Like other “immediate abolitionists,” Garrison was driven by an evangelical fervor derived in subtle ways from the great religious awakening then engulfing large parts of the United States. To such a sensibility, Nat Turner provided a very convenient hero. Though most abolitionists were avowed pacifists, they couldn’t help but revere his professed religiosity. How they even knew about Nat Turner, the Christian warrior, is as fascinating a story as the uprising itself.
In the short space of time between his arrest and his hanging, Nat Turner dictated his life story to a white lawyer named Thomas R. Gray, who soon thereafter published his heavily annotated transcript under the title The Confessions of Nat Turner. As recorded by Gray, Turner had had a religious apparition on May 12, 1828, when he “heard a loud noise in the heavens, and the Spirit instantly appeared to me and said the Serpent was loosened, and Christ had laid down the yoke he had borne for the sins of men, and that I should take it on and fight against the Serpent.” Borrowing freely from Christian theology, Turner explained—or so Gray reported—that “the time was fast approaching when the first should be last and the last should be first.” His bloody revolt was God’s design, and he was merely God’s instrument.

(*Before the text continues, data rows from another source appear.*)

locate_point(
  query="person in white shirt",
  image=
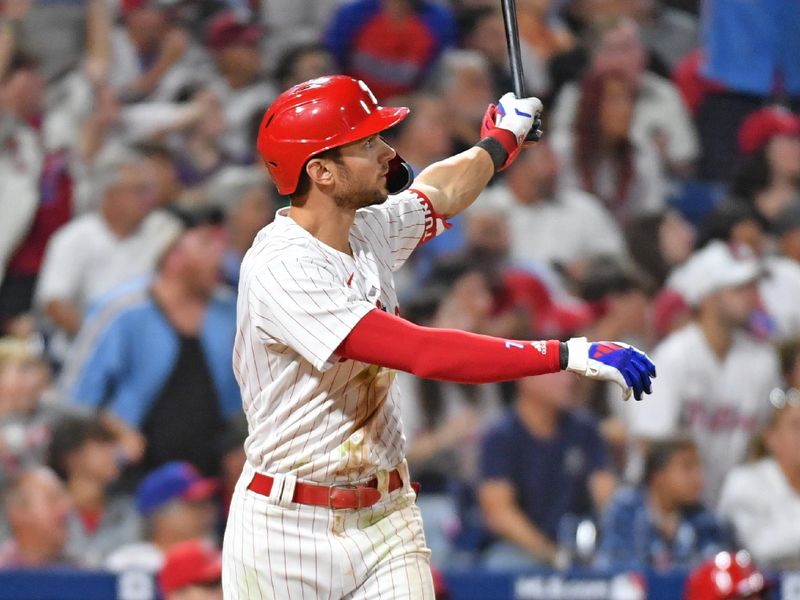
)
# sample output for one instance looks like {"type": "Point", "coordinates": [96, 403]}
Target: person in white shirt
{"type": "Point", "coordinates": [714, 378]}
{"type": "Point", "coordinates": [762, 500]}
{"type": "Point", "coordinates": [549, 223]}
{"type": "Point", "coordinates": [659, 115]}
{"type": "Point", "coordinates": [238, 83]}
{"type": "Point", "coordinates": [99, 250]}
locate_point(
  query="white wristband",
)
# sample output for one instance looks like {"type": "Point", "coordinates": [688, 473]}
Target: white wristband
{"type": "Point", "coordinates": [578, 355]}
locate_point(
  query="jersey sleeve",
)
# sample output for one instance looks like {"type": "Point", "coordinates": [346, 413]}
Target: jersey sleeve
{"type": "Point", "coordinates": [306, 306]}
{"type": "Point", "coordinates": [658, 417]}
{"type": "Point", "coordinates": [406, 220]}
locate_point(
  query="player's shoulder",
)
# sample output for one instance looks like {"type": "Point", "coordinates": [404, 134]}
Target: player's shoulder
{"type": "Point", "coordinates": [408, 200]}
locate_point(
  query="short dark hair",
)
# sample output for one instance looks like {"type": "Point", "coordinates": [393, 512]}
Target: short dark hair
{"type": "Point", "coordinates": [304, 181]}
{"type": "Point", "coordinates": [661, 452]}
{"type": "Point", "coordinates": [71, 434]}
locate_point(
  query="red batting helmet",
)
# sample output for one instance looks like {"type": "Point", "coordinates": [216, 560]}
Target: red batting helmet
{"type": "Point", "coordinates": [315, 116]}
{"type": "Point", "coordinates": [727, 576]}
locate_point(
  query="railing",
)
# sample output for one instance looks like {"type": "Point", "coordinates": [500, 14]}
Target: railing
{"type": "Point", "coordinates": [466, 585]}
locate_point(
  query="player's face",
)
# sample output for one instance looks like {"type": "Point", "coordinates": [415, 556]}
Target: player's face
{"type": "Point", "coordinates": [361, 173]}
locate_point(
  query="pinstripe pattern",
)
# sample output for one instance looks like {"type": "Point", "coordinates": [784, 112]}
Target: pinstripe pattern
{"type": "Point", "coordinates": [321, 419]}
{"type": "Point", "coordinates": [309, 414]}
{"type": "Point", "coordinates": [306, 552]}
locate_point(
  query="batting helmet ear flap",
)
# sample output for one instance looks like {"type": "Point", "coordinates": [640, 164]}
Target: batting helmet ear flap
{"type": "Point", "coordinates": [400, 175]}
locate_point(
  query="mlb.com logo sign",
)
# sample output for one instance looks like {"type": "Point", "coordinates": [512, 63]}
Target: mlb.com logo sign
{"type": "Point", "coordinates": [556, 587]}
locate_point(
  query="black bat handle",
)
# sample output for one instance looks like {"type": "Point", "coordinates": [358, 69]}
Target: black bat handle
{"type": "Point", "coordinates": [512, 41]}
{"type": "Point", "coordinates": [515, 59]}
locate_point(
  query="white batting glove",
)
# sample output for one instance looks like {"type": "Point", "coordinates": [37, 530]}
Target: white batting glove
{"type": "Point", "coordinates": [509, 123]}
{"type": "Point", "coordinates": [517, 115]}
{"type": "Point", "coordinates": [626, 366]}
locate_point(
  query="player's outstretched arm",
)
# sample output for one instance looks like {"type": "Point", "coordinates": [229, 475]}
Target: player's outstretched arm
{"type": "Point", "coordinates": [452, 355]}
{"type": "Point", "coordinates": [453, 183]}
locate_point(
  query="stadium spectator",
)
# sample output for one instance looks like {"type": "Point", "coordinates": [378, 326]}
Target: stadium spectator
{"type": "Point", "coordinates": [601, 154]}
{"type": "Point", "coordinates": [662, 524]}
{"type": "Point", "coordinates": [726, 576]}
{"type": "Point", "coordinates": [84, 454]}
{"type": "Point", "coordinates": [245, 199]}
{"type": "Point", "coordinates": [151, 56]}
{"type": "Point", "coordinates": [37, 507]}
{"type": "Point", "coordinates": [390, 44]}
{"type": "Point", "coordinates": [542, 462]}
{"type": "Point", "coordinates": [481, 28]}
{"type": "Point", "coordinates": [303, 62]}
{"type": "Point", "coordinates": [177, 506]}
{"type": "Point", "coordinates": [674, 240]}
{"type": "Point", "coordinates": [659, 115]}
{"type": "Point", "coordinates": [738, 222]}
{"type": "Point", "coordinates": [443, 421]}
{"type": "Point", "coordinates": [569, 226]}
{"type": "Point", "coordinates": [99, 250]}
{"type": "Point", "coordinates": [669, 33]}
{"type": "Point", "coordinates": [192, 571]}
{"type": "Point", "coordinates": [769, 177]}
{"type": "Point", "coordinates": [180, 369]}
{"type": "Point", "coordinates": [26, 419]}
{"type": "Point", "coordinates": [762, 499]}
{"type": "Point", "coordinates": [238, 82]}
{"type": "Point", "coordinates": [713, 375]}
{"type": "Point", "coordinates": [423, 138]}
{"type": "Point", "coordinates": [463, 80]}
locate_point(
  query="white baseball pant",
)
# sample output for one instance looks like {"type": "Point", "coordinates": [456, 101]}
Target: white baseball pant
{"type": "Point", "coordinates": [274, 549]}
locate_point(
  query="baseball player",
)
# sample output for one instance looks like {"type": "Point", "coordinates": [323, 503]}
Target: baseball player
{"type": "Point", "coordinates": [325, 507]}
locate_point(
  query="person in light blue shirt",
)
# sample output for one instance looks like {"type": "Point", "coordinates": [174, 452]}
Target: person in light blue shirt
{"type": "Point", "coordinates": [661, 524]}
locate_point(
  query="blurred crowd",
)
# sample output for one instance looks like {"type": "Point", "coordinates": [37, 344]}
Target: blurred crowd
{"type": "Point", "coordinates": [661, 208]}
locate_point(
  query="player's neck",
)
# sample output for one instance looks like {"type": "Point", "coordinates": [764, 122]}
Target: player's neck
{"type": "Point", "coordinates": [329, 224]}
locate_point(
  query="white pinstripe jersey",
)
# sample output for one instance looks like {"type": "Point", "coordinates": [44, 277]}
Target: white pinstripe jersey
{"type": "Point", "coordinates": [310, 413]}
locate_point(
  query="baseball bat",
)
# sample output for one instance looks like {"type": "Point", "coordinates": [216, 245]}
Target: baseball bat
{"type": "Point", "coordinates": [515, 59]}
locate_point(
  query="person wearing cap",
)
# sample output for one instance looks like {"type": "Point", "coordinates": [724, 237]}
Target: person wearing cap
{"type": "Point", "coordinates": [160, 355]}
{"type": "Point", "coordinates": [661, 524]}
{"type": "Point", "coordinates": [543, 465]}
{"type": "Point", "coordinates": [84, 454]}
{"type": "Point", "coordinates": [177, 504]}
{"type": "Point", "coordinates": [769, 176]}
{"type": "Point", "coordinates": [761, 500]}
{"type": "Point", "coordinates": [726, 576]}
{"type": "Point", "coordinates": [192, 571]}
{"type": "Point", "coordinates": [238, 80]}
{"type": "Point", "coordinates": [569, 225]}
{"type": "Point", "coordinates": [101, 249]}
{"type": "Point", "coordinates": [714, 375]}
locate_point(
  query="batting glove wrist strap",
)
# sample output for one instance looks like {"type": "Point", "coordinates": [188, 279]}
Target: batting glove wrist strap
{"type": "Point", "coordinates": [496, 149]}
{"type": "Point", "coordinates": [626, 366]}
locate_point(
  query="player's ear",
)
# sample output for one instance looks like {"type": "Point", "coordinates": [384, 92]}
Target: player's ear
{"type": "Point", "coordinates": [318, 170]}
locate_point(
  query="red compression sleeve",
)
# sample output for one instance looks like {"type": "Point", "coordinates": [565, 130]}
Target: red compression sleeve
{"type": "Point", "coordinates": [446, 354]}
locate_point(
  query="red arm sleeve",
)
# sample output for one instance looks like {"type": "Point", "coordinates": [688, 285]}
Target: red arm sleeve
{"type": "Point", "coordinates": [446, 354]}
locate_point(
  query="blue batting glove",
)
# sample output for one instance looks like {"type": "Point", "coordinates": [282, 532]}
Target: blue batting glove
{"type": "Point", "coordinates": [626, 366]}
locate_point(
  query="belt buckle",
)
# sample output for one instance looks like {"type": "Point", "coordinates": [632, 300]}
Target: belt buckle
{"type": "Point", "coordinates": [342, 486]}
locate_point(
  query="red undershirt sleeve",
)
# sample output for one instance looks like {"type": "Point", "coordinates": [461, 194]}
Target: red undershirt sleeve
{"type": "Point", "coordinates": [446, 354]}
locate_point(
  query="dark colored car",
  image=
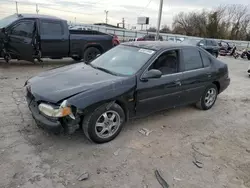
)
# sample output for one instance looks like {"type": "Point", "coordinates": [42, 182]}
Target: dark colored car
{"type": "Point", "coordinates": [30, 37]}
{"type": "Point", "coordinates": [209, 45]}
{"type": "Point", "coordinates": [149, 37]}
{"type": "Point", "coordinates": [131, 80]}
{"type": "Point", "coordinates": [116, 40]}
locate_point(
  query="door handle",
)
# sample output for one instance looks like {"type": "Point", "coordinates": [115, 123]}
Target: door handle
{"type": "Point", "coordinates": [177, 82]}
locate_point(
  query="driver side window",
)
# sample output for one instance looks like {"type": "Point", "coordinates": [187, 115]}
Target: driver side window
{"type": "Point", "coordinates": [167, 62]}
{"type": "Point", "coordinates": [23, 28]}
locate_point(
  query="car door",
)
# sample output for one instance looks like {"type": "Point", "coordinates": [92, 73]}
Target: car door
{"type": "Point", "coordinates": [54, 40]}
{"type": "Point", "coordinates": [160, 93]}
{"type": "Point", "coordinates": [20, 39]}
{"type": "Point", "coordinates": [196, 76]}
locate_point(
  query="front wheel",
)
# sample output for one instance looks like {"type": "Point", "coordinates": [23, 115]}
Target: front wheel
{"type": "Point", "coordinates": [208, 98]}
{"type": "Point", "coordinates": [104, 124]}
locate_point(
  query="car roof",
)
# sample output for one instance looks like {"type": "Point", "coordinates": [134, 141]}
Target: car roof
{"type": "Point", "coordinates": [20, 16]}
{"type": "Point", "coordinates": [156, 45]}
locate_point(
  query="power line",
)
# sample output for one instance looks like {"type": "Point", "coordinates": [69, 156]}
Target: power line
{"type": "Point", "coordinates": [144, 8]}
{"type": "Point", "coordinates": [106, 12]}
{"type": "Point", "coordinates": [16, 7]}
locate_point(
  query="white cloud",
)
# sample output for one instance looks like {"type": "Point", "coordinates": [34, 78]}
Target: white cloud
{"type": "Point", "coordinates": [90, 11]}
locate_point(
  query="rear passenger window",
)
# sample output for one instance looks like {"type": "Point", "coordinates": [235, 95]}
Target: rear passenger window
{"type": "Point", "coordinates": [51, 28]}
{"type": "Point", "coordinates": [214, 43]}
{"type": "Point", "coordinates": [192, 59]}
{"type": "Point", "coordinates": [205, 59]}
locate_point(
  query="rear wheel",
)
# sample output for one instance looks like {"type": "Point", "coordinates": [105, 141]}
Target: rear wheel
{"type": "Point", "coordinates": [104, 124]}
{"type": "Point", "coordinates": [90, 54]}
{"type": "Point", "coordinates": [208, 98]}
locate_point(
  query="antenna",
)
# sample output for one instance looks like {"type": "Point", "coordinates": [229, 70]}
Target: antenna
{"type": "Point", "coordinates": [16, 7]}
{"type": "Point", "coordinates": [106, 12]}
{"type": "Point", "coordinates": [37, 10]}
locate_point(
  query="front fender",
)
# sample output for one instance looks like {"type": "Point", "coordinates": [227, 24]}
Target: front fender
{"type": "Point", "coordinates": [122, 90]}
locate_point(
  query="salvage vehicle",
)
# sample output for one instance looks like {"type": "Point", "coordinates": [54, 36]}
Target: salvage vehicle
{"type": "Point", "coordinates": [131, 80]}
{"type": "Point", "coordinates": [248, 71]}
{"type": "Point", "coordinates": [149, 37]}
{"type": "Point", "coordinates": [32, 36]}
{"type": "Point", "coordinates": [209, 45]}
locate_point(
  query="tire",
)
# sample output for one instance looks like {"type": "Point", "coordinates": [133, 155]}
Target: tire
{"type": "Point", "coordinates": [203, 103]}
{"type": "Point", "coordinates": [90, 54]}
{"type": "Point", "coordinates": [215, 54]}
{"type": "Point", "coordinates": [100, 134]}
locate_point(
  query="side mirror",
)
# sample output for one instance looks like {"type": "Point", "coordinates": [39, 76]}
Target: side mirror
{"type": "Point", "coordinates": [153, 73]}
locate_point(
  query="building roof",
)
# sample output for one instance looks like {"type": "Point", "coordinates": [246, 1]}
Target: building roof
{"type": "Point", "coordinates": [37, 16]}
{"type": "Point", "coordinates": [155, 45]}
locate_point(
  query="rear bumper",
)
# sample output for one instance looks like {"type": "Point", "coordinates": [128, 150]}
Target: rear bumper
{"type": "Point", "coordinates": [224, 84]}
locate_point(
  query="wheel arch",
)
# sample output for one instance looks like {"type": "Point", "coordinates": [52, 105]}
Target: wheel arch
{"type": "Point", "coordinates": [94, 45]}
{"type": "Point", "coordinates": [217, 85]}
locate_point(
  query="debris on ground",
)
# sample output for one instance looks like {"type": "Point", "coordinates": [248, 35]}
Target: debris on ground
{"type": "Point", "coordinates": [196, 161]}
{"type": "Point", "coordinates": [145, 131]}
{"type": "Point", "coordinates": [104, 169]}
{"type": "Point", "coordinates": [159, 178]}
{"type": "Point", "coordinates": [117, 152]}
{"type": "Point", "coordinates": [198, 147]}
{"type": "Point", "coordinates": [3, 78]}
{"type": "Point", "coordinates": [83, 176]}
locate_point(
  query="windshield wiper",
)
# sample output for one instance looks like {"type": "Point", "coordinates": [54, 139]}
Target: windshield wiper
{"type": "Point", "coordinates": [104, 70]}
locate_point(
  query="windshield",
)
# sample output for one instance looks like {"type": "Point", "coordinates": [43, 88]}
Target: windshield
{"type": "Point", "coordinates": [7, 20]}
{"type": "Point", "coordinates": [123, 60]}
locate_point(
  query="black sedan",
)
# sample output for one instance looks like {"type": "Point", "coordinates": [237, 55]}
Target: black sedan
{"type": "Point", "coordinates": [131, 80]}
{"type": "Point", "coordinates": [209, 45]}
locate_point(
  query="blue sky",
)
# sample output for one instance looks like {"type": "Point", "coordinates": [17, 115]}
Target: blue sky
{"type": "Point", "coordinates": [90, 11]}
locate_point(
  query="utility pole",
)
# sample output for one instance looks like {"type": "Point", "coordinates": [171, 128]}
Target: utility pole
{"type": "Point", "coordinates": [106, 12]}
{"type": "Point", "coordinates": [159, 20]}
{"type": "Point", "coordinates": [123, 23]}
{"type": "Point", "coordinates": [16, 7]}
{"type": "Point", "coordinates": [37, 10]}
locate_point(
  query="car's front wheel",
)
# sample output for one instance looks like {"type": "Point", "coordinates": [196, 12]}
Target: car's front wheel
{"type": "Point", "coordinates": [104, 124]}
{"type": "Point", "coordinates": [90, 54]}
{"type": "Point", "coordinates": [208, 98]}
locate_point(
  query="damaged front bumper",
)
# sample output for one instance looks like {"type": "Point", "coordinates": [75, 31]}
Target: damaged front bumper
{"type": "Point", "coordinates": [52, 124]}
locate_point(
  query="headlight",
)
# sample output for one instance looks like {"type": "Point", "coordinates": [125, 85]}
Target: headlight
{"type": "Point", "coordinates": [62, 111]}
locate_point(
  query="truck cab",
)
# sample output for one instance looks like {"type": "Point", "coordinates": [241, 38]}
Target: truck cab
{"type": "Point", "coordinates": [29, 37]}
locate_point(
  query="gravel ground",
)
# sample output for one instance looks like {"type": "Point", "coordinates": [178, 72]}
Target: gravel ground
{"type": "Point", "coordinates": [219, 139]}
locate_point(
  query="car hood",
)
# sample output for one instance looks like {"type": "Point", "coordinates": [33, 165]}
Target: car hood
{"type": "Point", "coordinates": [61, 83]}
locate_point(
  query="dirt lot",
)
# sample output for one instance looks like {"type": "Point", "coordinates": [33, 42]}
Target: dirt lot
{"type": "Point", "coordinates": [218, 138]}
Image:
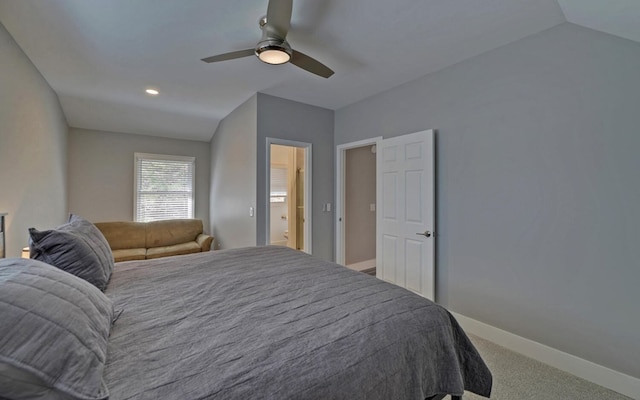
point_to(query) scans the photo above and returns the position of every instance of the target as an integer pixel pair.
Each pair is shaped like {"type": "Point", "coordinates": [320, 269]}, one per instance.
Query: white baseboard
{"type": "Point", "coordinates": [603, 376]}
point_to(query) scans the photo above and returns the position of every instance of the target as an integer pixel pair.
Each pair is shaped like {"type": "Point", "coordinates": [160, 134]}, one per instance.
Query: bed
{"type": "Point", "coordinates": [271, 322]}
{"type": "Point", "coordinates": [251, 323]}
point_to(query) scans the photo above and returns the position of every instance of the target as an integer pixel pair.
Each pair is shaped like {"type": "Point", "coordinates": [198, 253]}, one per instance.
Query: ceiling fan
{"type": "Point", "coordinates": [273, 48]}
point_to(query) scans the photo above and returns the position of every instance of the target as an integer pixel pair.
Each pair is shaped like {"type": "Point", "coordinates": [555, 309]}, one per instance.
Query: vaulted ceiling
{"type": "Point", "coordinates": [100, 55]}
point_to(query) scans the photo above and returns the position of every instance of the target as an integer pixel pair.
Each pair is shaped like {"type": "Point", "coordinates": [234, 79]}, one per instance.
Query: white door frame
{"type": "Point", "coordinates": [308, 176]}
{"type": "Point", "coordinates": [341, 152]}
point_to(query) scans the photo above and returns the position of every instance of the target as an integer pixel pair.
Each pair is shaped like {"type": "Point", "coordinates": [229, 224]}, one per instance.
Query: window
{"type": "Point", "coordinates": [163, 187]}
{"type": "Point", "coordinates": [278, 184]}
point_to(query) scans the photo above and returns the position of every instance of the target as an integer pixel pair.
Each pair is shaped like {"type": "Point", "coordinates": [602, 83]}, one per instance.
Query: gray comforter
{"type": "Point", "coordinates": [274, 323]}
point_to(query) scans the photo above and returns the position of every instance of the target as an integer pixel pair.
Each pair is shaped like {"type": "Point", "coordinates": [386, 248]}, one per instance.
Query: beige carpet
{"type": "Point", "coordinates": [516, 377]}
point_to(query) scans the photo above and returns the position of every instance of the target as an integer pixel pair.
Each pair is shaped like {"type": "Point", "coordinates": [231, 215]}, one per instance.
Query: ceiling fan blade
{"type": "Point", "coordinates": [309, 64]}
{"type": "Point", "coordinates": [279, 18]}
{"type": "Point", "coordinates": [230, 56]}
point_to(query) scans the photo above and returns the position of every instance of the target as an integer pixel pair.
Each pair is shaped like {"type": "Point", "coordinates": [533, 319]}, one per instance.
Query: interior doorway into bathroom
{"type": "Point", "coordinates": [289, 197]}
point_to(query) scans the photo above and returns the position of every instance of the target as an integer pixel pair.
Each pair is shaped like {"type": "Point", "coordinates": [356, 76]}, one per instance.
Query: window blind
{"type": "Point", "coordinates": [278, 181]}
{"type": "Point", "coordinates": [164, 187]}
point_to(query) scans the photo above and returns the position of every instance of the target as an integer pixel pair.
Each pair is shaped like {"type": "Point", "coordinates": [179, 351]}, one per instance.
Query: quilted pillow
{"type": "Point", "coordinates": [77, 247]}
{"type": "Point", "coordinates": [53, 335]}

It was dramatic material, and well-tailored to a country gripped by evangelical enthusiasm. In later years, Turner’s diaries inspired a number of novels, including Harriet Beecher Stowe’s Dred, from 1856. But the best interpretation of Turner’s life is also the most controversial. In 1967 the novelist William Styron reinvented Turner’s voice in his celebrated (but widely contested) work also titled The Confessions of Nat Turner. Unlike his predecessors, Stowe among them, Styron discarded Gray’s Confessions as historically unreliable and instead imagined Turner’s voice and story from scratch. The reaction from black intellectuals was fierce. In a a book called William Styron'’s Nat Turner: Ten Black Writers Respond, several leading African-American critics excoriated him for ignoring Turner’s voice. “You’ve Taken My Nat and Gone” was the title of one of the essays.
However, the critics were themselves ignoring a historical problem. Nat Turner was already gone. His voice, gone too. What little we know about the leader of that insurrection—who may or may not have been a religious fanatic—comes from a collection of interview notes recorded by a white Southern lawyer with a keen eye for profit in publishing.
The real Nat Turner, whoever he was, died 175 years ago. All that remains is his story.